With West and her mother now dead, joining the father she’d never known, fifteen-year-old Laney is sent to live with her grandmother, Meme, in the woods of upstate New York in a place upon which civilization has not dared to encroach. Meme is not an exceptionally friendly woman, but she and Laney soon come to an understanding. It is with her help that Laney learns to put herself in the shoes of those who have gone before and to rely on nature for her needs. She also learns to quiet her own mind and regain the glimmer of a path for her life, which West had taken in his quest for revenge.

“The book of Laney” gave great insight into the minds of terrorists like West and Mark, as the author used real diary entries from homegrown terrorists to help readers understand why people would behave in such an horrific way. The life which Laney now found herself living, and how she saw herself after the murders, were all realistic topics.

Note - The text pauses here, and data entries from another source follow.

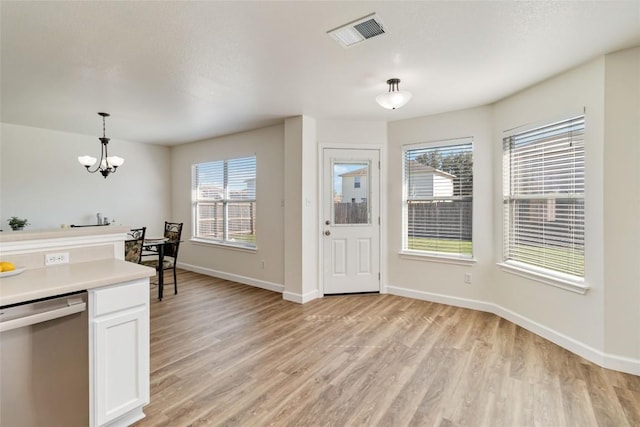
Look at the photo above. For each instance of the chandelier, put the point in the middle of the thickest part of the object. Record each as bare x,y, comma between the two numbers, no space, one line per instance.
394,98
107,164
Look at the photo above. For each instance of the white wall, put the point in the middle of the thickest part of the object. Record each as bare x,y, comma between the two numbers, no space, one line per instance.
602,325
622,203
569,314
236,264
41,179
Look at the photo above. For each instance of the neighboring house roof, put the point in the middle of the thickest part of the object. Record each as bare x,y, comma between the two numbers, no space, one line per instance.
417,167
357,172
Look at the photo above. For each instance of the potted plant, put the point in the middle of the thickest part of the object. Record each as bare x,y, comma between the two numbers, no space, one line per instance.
16,223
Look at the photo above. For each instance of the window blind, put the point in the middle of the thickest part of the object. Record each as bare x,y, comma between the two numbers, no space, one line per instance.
543,197
438,189
225,200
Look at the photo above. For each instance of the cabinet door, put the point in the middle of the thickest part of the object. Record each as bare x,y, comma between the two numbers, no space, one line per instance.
121,363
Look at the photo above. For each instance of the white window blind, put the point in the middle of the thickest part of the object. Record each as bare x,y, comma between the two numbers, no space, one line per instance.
543,197
224,194
438,197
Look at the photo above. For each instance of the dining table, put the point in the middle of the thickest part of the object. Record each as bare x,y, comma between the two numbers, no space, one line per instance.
157,245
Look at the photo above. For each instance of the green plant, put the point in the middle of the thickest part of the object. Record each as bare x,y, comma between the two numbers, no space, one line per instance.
17,223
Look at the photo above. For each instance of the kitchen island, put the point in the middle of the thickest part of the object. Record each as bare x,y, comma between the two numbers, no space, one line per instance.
65,261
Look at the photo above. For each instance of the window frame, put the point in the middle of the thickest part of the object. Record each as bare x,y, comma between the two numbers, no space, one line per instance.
225,199
549,276
433,255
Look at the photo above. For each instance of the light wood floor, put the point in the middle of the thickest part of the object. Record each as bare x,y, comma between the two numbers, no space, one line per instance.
228,354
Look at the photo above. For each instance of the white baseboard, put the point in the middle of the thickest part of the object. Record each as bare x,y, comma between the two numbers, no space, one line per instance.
263,284
609,361
300,298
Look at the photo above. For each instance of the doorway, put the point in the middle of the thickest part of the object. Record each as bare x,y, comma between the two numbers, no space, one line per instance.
351,220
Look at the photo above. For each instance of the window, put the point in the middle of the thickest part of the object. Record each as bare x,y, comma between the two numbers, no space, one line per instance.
224,201
438,197
543,198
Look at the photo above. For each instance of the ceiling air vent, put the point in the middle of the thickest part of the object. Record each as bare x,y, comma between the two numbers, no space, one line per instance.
358,31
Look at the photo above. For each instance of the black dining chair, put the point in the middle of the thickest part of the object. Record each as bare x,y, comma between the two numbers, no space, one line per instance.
133,245
173,234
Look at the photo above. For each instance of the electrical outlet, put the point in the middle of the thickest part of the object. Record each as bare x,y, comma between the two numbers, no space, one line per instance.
59,258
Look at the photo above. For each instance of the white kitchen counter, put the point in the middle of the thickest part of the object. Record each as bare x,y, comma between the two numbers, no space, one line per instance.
61,279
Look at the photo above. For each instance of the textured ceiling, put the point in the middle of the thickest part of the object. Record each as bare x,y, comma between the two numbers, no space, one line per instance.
174,72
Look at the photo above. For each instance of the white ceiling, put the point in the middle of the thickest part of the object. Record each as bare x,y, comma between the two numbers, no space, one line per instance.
173,72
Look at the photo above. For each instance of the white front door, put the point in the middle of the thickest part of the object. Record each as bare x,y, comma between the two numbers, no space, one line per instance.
351,221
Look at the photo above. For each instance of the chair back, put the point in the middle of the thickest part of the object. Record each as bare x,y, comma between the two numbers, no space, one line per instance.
133,245
173,233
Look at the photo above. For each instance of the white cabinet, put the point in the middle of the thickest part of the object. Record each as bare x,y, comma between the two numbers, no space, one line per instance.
119,353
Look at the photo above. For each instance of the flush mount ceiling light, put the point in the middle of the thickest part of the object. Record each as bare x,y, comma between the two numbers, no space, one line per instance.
394,98
107,164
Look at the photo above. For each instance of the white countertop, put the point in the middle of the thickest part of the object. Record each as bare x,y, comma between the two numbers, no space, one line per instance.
59,233
61,279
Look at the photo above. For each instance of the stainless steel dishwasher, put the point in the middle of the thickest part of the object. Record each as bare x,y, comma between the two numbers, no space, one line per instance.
44,363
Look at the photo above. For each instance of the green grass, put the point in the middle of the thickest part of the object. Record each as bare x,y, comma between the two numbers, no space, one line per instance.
462,247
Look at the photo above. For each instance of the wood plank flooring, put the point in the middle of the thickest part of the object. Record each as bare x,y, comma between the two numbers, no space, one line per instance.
226,354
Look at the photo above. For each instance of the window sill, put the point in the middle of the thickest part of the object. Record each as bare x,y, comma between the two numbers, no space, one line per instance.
240,248
565,282
444,259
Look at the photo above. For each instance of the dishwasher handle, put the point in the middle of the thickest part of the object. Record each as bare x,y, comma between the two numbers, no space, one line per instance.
73,306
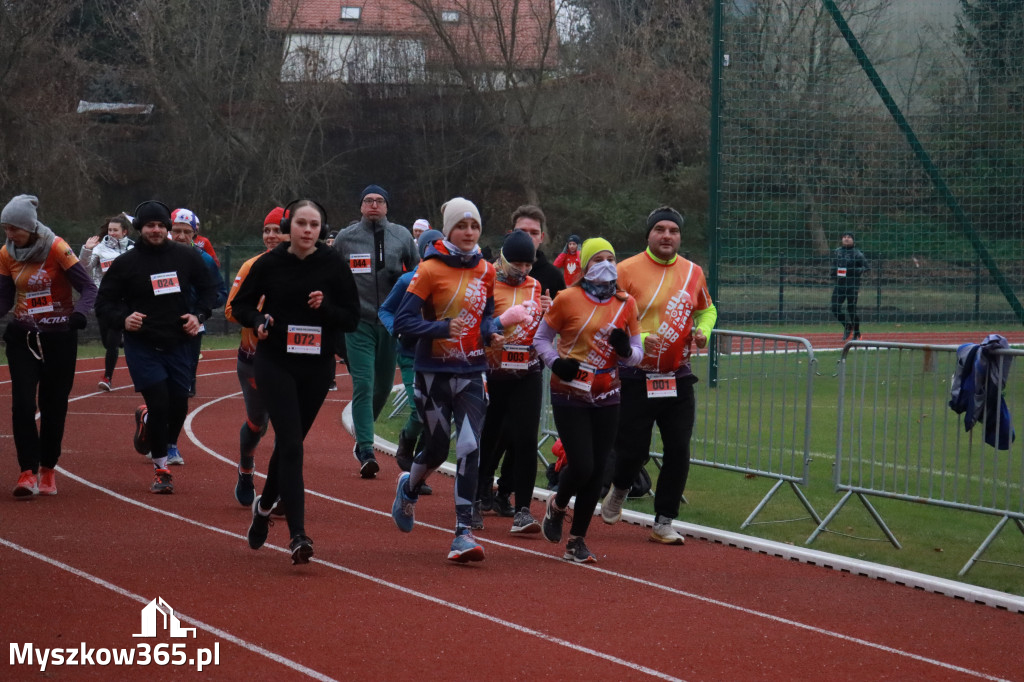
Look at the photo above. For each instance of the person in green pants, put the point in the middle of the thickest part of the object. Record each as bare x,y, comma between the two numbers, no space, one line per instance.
378,252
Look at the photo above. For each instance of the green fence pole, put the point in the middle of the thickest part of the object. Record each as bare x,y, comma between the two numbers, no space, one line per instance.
714,181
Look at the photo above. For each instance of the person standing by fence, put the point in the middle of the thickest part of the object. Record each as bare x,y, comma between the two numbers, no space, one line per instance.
96,255
675,308
377,252
848,264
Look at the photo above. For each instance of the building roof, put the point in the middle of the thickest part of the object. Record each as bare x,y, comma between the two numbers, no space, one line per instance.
520,36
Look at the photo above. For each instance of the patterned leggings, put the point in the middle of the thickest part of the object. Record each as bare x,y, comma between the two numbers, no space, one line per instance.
439,396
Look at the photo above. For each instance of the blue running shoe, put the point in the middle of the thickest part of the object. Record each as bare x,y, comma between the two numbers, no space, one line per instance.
173,456
465,548
403,509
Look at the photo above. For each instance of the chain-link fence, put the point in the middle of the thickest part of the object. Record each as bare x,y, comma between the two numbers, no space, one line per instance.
899,121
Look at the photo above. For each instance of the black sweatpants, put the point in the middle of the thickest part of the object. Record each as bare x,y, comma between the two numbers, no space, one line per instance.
588,434
44,363
510,426
674,417
294,390
848,295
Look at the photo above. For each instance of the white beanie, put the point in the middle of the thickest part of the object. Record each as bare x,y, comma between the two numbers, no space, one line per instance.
20,212
457,209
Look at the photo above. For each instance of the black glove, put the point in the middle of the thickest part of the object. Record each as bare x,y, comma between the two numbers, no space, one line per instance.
620,340
565,369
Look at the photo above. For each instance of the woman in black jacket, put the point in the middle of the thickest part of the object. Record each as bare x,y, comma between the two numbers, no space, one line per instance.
308,296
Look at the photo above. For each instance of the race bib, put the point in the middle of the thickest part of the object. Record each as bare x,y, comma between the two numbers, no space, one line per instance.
359,263
303,340
585,377
662,385
165,283
39,301
515,357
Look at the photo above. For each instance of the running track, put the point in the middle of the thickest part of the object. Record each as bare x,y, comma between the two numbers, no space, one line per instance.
380,604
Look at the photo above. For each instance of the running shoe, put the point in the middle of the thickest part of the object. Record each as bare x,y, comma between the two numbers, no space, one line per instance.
611,506
577,551
162,482
141,439
302,549
174,457
260,527
552,525
27,485
664,531
524,523
403,508
47,481
368,463
477,523
245,491
465,548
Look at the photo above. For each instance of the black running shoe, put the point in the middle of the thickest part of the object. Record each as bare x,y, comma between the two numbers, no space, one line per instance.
577,551
259,528
302,549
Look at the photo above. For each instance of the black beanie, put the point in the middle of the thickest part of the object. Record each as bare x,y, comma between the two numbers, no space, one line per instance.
518,248
664,213
376,189
150,211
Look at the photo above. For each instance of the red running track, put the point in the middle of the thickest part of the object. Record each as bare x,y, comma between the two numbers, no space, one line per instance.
377,603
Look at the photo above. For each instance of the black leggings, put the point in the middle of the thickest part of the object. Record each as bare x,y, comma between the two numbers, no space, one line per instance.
588,435
674,417
167,412
848,294
511,425
294,390
44,361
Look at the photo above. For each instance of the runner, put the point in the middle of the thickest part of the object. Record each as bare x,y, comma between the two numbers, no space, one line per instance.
307,296
597,329
38,270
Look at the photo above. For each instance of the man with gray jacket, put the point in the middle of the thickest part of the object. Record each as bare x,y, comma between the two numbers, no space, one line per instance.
377,252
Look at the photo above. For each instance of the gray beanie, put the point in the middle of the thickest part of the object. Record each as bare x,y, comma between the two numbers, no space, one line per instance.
20,212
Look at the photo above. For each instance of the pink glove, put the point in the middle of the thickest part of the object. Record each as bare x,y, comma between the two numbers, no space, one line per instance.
514,315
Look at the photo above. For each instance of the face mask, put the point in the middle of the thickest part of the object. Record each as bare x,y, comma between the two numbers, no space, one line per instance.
601,272
509,273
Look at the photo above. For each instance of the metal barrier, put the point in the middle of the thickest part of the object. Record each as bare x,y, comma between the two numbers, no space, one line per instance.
898,438
754,410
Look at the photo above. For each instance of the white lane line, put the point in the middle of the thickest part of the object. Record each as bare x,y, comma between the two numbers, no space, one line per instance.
625,577
249,646
393,586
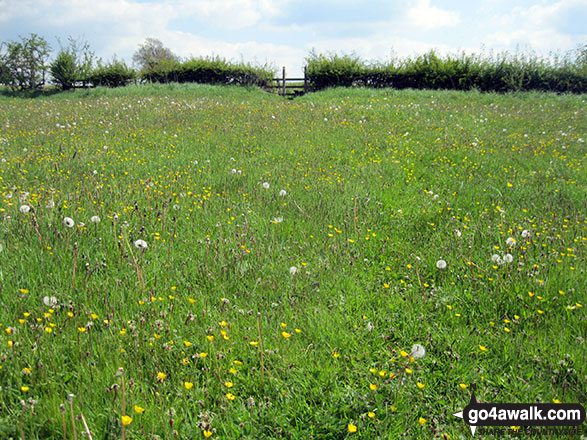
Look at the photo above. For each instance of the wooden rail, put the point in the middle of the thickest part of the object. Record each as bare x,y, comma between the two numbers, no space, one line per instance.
290,90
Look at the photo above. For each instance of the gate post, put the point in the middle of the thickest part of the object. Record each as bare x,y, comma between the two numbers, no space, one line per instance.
283,93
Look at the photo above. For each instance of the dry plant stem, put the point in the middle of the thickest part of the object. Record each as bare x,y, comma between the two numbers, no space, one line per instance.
73,421
123,402
261,354
88,433
64,426
75,252
20,424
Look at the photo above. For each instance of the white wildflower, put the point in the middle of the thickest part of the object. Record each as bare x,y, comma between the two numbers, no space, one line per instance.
50,301
418,351
441,264
141,244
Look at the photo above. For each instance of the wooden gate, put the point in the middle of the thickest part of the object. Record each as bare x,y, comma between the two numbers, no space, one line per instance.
290,87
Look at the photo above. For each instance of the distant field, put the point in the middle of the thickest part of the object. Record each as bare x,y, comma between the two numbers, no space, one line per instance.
263,268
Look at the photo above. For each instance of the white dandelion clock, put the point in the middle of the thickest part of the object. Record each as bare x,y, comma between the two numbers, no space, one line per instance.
141,244
418,351
50,301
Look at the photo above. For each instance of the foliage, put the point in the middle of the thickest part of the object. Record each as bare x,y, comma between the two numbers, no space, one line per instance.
502,73
73,64
210,70
152,54
112,74
64,69
24,63
287,310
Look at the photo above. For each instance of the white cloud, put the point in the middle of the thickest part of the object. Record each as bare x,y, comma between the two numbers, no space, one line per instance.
425,16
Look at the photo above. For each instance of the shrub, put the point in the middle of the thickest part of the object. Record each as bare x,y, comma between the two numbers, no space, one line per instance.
333,70
64,70
502,73
114,74
213,70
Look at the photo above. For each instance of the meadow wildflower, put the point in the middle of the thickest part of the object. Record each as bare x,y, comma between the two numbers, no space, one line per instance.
418,351
141,244
50,301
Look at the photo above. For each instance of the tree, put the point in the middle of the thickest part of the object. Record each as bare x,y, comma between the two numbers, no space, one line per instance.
72,64
151,53
24,64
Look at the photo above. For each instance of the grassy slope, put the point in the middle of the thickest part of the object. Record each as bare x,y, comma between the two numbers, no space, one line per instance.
359,223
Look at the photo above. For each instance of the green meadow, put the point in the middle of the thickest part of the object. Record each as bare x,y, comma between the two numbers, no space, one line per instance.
217,262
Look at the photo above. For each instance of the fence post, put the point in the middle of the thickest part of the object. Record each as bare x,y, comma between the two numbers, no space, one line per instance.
283,94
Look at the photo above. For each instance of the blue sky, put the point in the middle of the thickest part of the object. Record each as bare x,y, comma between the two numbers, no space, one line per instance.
283,32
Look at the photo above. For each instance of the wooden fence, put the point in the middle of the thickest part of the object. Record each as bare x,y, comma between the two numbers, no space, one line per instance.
286,88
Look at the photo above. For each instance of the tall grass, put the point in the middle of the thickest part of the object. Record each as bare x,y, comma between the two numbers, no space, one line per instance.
292,261
503,72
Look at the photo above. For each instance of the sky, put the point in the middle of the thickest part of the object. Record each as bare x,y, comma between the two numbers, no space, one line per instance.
284,32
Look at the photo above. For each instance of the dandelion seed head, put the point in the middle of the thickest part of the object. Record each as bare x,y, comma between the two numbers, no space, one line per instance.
141,244
418,351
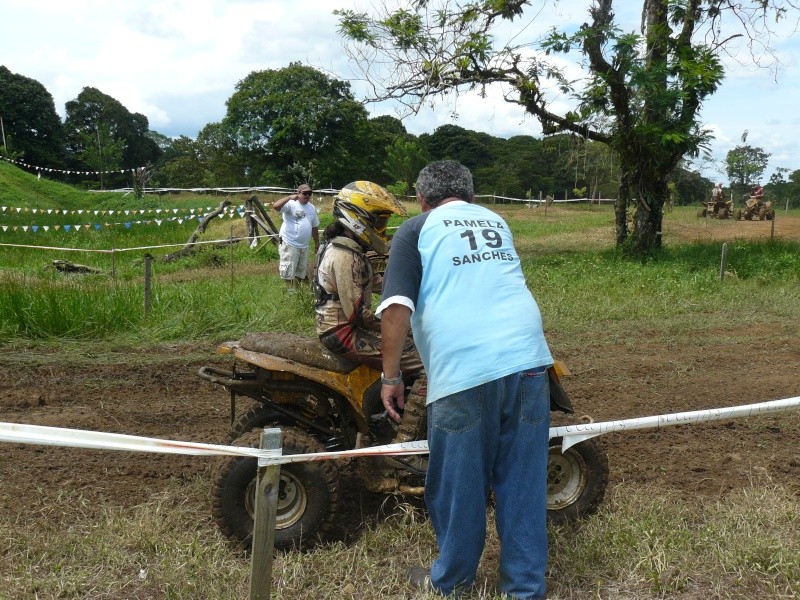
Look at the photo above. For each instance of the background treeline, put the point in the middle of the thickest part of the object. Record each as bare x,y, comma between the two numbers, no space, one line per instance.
297,124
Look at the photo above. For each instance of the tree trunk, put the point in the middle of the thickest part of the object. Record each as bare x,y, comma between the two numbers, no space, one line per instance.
652,194
643,183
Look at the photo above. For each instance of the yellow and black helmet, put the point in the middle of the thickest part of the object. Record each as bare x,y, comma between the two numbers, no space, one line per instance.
375,200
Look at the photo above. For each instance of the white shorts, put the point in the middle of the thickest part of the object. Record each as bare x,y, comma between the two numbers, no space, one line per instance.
293,262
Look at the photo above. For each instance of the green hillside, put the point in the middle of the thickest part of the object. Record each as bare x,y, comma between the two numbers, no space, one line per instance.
19,188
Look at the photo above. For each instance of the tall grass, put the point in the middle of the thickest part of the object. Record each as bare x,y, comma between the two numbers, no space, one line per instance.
643,544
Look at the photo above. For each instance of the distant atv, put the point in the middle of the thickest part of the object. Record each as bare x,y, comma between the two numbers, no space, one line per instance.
755,208
323,402
716,209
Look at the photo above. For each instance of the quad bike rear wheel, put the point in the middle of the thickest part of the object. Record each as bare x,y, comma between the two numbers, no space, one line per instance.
576,480
308,496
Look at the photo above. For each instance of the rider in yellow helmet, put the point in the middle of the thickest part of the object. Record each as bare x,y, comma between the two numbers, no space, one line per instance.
344,280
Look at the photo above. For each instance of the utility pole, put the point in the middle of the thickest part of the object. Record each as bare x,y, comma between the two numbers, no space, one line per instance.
99,155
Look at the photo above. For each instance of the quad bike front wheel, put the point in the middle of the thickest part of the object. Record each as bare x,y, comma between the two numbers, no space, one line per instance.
308,494
576,480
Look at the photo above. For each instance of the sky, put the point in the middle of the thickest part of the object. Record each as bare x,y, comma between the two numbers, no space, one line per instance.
178,61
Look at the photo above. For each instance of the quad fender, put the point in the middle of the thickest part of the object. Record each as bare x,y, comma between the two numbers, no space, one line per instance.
352,384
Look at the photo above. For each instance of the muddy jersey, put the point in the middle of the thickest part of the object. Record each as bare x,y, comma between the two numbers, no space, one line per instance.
345,278
464,339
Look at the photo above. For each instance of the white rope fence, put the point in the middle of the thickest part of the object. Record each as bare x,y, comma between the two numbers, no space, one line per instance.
571,435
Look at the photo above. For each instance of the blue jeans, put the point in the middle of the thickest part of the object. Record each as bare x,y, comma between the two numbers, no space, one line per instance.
491,437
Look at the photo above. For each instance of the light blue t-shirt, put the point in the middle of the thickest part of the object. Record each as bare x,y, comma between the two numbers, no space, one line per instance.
474,319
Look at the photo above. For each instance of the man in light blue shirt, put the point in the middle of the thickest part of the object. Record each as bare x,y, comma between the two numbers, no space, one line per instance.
455,277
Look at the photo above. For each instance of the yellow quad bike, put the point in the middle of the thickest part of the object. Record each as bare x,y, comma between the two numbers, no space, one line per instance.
323,402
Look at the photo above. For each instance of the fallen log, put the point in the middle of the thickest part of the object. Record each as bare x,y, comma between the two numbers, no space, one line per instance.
188,247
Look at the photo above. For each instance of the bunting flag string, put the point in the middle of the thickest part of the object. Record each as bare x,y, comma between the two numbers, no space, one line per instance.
98,212
68,172
230,212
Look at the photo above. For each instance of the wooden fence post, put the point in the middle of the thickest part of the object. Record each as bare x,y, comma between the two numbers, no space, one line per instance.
723,262
148,260
266,508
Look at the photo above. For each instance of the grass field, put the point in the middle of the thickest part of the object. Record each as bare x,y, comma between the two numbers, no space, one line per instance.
649,540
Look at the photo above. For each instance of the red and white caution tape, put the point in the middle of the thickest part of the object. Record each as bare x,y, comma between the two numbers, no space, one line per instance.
571,434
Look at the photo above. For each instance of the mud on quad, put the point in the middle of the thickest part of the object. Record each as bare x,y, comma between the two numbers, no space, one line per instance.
323,402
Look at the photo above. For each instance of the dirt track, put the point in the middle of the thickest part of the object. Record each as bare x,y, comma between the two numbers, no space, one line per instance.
646,376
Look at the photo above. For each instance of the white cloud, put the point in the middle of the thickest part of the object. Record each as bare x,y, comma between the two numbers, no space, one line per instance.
178,61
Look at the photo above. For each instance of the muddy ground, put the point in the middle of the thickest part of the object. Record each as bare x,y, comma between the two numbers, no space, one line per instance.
158,394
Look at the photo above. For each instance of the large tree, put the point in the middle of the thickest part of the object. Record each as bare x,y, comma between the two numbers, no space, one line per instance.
640,94
299,123
96,121
31,126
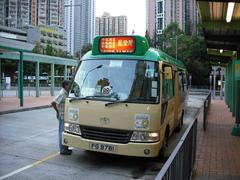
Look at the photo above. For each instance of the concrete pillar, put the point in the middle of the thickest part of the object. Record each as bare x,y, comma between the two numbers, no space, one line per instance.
236,94
18,79
37,79
214,82
221,86
65,72
0,79
52,79
21,78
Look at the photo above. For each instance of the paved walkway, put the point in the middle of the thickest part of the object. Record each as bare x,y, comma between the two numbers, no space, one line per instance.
11,104
218,152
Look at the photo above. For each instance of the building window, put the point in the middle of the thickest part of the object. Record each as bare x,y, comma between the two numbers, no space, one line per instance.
160,23
160,7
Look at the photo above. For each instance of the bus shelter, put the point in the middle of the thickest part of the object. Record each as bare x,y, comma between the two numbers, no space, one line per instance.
220,20
20,51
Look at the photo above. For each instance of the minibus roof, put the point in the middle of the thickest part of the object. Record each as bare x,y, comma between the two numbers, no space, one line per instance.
127,47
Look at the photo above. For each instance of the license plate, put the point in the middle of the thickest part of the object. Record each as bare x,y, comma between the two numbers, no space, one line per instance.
103,147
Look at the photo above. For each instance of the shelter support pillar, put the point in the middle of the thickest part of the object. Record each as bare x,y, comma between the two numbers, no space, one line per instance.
65,72
37,79
21,78
214,82
0,80
236,128
52,79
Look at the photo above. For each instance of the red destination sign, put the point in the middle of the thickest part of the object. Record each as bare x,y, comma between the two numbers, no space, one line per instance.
123,44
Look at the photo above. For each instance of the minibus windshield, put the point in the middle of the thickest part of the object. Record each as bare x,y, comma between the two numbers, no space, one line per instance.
117,80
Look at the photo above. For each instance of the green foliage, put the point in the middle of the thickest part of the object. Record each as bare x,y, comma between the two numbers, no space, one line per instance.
190,49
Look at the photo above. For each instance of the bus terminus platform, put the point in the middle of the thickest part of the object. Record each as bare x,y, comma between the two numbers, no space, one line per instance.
126,98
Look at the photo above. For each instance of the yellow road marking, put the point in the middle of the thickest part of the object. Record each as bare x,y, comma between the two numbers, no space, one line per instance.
30,165
45,159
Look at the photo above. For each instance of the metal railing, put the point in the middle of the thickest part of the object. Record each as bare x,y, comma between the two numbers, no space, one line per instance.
206,108
181,162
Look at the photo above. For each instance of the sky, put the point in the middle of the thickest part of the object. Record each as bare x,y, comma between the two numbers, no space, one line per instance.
135,10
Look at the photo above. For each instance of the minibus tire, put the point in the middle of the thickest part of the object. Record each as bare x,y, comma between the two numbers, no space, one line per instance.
162,151
179,127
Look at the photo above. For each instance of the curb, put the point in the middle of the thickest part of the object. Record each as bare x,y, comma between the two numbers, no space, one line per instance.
24,109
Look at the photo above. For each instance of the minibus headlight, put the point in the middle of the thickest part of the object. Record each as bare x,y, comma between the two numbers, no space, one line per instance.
143,136
72,128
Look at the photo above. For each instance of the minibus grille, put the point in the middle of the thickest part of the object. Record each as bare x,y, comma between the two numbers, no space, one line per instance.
109,135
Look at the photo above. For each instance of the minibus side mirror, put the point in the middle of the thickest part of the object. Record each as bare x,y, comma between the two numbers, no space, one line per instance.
168,73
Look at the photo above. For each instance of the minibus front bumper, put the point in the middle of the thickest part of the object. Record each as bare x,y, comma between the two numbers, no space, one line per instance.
128,149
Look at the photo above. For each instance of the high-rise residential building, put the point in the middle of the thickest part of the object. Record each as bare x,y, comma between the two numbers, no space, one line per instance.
23,13
150,17
44,35
79,23
183,12
111,25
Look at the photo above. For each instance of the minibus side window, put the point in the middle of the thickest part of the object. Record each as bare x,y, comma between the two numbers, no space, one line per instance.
167,88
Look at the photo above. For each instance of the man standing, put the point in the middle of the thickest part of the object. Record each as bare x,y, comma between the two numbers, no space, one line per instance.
58,104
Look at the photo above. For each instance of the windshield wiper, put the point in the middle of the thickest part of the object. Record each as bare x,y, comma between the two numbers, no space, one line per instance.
86,97
82,98
116,102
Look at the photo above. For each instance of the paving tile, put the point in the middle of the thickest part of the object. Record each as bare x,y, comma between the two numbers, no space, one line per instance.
218,152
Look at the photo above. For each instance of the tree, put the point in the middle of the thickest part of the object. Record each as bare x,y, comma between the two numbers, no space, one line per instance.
147,36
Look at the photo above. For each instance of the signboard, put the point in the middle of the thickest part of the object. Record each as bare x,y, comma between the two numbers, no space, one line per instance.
237,70
118,45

However, I felt the book lost its attempt at being believable when Laney’s paranormal visions become its highlight. It would have been better if the author had found a realistic way to help Laney find a way to cope with her issues without having to resort to make believe. Struggling teens who may have looked to this book for insight into their own situations will not find solace through the paranormal.

I would have given the book a higher rating if the author had stayed true to the book’s premise of a young girl learning to cope with life after facing death one too many times, instead of letting it deteriorate into these visions. In addition the cover is very “blah,” and would have been lovely if it had looked like the beautiful Adirondack woods into which Laney poured so much of her heart and soul.

Because of having a major issue with this hugely unrealistic topic in the midst of realistic ones I can’t recommend this book, but will leave it up to you to decide if you want to read it or not.